Combeferre besó en los labios a su amante con infinita ternura cuando la voz comenzó a salírsele de control. Debía controlarse, no podían descubrirlos, no esa noche, no en ese momento. Y Courfeyrac se derritió una vez más en esos labios dulces que tantas veces le habían besado la frente cuando caía enfermo, en esos brazos cálidos en los que corría a refugiarse cada vez que las cosas no salían tal y como lo planeaba.
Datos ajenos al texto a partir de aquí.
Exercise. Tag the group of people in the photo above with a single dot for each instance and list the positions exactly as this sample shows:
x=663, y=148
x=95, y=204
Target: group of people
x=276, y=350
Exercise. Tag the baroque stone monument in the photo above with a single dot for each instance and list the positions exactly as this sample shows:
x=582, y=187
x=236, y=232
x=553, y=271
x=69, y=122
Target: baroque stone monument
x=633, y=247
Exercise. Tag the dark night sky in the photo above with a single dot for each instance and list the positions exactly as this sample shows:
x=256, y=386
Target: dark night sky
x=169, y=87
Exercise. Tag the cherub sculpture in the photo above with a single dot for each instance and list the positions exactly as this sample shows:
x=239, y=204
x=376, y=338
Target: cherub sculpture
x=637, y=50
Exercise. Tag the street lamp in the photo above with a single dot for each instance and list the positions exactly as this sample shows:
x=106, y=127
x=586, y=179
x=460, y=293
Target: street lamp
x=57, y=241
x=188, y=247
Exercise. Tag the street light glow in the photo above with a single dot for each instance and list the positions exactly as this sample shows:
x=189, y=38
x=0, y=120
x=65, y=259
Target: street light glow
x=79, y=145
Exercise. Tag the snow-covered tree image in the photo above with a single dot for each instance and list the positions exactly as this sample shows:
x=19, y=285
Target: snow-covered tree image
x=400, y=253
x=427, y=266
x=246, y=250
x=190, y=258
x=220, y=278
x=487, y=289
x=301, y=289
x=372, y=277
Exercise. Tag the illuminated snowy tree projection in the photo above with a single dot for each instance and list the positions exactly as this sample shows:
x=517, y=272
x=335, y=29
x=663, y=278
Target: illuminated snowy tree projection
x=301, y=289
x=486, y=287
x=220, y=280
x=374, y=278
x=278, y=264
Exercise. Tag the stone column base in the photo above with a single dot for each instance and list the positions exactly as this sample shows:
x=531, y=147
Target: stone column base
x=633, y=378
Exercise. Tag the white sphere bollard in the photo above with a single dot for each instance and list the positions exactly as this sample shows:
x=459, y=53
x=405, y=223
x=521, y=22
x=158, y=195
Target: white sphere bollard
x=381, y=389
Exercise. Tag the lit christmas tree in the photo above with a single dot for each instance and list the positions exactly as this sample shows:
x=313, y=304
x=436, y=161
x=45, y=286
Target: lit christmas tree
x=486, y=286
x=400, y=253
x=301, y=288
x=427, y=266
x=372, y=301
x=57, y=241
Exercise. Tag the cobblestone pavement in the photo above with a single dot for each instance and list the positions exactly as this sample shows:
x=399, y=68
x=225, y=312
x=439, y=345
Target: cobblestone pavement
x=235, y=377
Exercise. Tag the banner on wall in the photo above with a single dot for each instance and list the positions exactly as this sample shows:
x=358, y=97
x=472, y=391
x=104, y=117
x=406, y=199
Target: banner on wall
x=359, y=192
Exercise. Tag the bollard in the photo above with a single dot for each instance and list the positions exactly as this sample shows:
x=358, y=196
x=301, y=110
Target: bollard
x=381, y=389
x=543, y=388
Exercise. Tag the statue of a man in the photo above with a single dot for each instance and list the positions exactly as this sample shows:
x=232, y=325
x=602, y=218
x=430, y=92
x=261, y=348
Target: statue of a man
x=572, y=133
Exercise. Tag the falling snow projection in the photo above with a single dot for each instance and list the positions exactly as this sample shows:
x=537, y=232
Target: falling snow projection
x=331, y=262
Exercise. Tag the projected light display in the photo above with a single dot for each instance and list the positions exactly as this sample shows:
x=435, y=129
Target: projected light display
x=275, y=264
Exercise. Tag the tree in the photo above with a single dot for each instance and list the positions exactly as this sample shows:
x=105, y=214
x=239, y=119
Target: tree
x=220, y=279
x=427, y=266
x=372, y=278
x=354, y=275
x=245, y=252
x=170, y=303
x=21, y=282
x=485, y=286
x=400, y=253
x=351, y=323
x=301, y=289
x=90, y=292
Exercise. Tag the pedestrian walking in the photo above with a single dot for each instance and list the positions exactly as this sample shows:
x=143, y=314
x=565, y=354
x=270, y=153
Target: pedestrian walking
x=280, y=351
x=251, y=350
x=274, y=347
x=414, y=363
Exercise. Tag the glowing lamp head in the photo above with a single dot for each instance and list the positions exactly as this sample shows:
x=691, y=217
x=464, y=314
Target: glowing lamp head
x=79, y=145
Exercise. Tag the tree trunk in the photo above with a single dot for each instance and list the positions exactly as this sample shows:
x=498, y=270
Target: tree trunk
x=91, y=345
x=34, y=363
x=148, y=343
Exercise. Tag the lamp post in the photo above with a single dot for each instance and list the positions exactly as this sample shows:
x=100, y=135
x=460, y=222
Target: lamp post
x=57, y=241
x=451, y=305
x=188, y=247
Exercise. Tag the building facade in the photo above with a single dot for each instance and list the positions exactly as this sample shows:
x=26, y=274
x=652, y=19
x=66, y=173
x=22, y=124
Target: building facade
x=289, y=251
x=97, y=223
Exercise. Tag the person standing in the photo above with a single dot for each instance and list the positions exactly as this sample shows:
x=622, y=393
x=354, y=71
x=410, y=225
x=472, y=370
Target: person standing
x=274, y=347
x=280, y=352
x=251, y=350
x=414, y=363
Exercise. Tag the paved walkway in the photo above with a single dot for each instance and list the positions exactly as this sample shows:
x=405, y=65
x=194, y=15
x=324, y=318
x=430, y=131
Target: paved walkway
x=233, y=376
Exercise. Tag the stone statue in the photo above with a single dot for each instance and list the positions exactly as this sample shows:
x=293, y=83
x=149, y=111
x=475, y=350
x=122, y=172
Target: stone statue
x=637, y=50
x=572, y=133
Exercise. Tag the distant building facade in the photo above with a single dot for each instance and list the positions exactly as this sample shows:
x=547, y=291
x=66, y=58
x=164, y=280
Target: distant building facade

No importaba a dónde fuera, ni cuán lejos estuviera de su hogar, mientras Combeferre estuviera a su lado siempre se sentiría en casa.
Cuando, por fin, el acto se consumó y la pasión se quedó en el olvido, Combeferre descansó sobre el pecho de su amigo, y ahora, amante. Ninguno de los dos dijo nada, no podían, no les daba la respiración para otra cosa que no fuera jadear. Courfeyrac sonrió satisfecho, maravillado y contagió al médico. Se dieron más besos y caricias y de nuevo se revolcaron en la cama, no porque no hubieran tenido suficiente el uno del otro sino porque se amaban y necesitaban demostrárselo. Se rieron y disfrutaron de la cercanía del otro lo que hasta ahora no habían podido debido a inhibiciones que sólo existían en sus cabezas.
Finalmente, la emoción se hubo apaciguado. Courfeyrac reposaba la cabeza sobre el pecho del otro y Combeferre le acariciaba los rizos con aire ausente.
—No quiero que vuelvas a ver a esa tal "Annie".
—Annette.— Le corrigió Courfeyrac mientras sonreía. Combeferre le miró con cierto aire de reproche porque estaba convencido de que era "Annie" y no "Annette", pero se equivocaba, Courfeyrac había vuelto a cambiar de querida. Y fue por eso que rió.
—Lo digo en serio.
—Lo sé. — Combeferre frunció el ceño y entonces Courfeyrac supo que estaba molesto. —Juro solemnemente que eso no volverá a pasar. — Trató de aparentar seriedad, pero no le fue posible, así todo celoso, le resultaba demasiado adorable como para poder tomárselo en serio.— Vamos, no te enfades.— Y levantó la cabeza de su pecho para después llenarle el rostro de besos. 'Ferre al principio trató de mostrarse impasible, pero al final acabó riéndose.
—¡Para!
—Nunca.
Y así, el amanecer los sorprendió abrazados y enredados en las sábanas, la ropa por el suelo y la cama hecha un desastre, ¿Qué importaba? Eran felices. ¿Acaso era eso un pecado? O… ¿Es que lo que los hacía realmente culpables era ser felices en una era en la que las razones para llorar superaban con creces a los motivos para sonreír?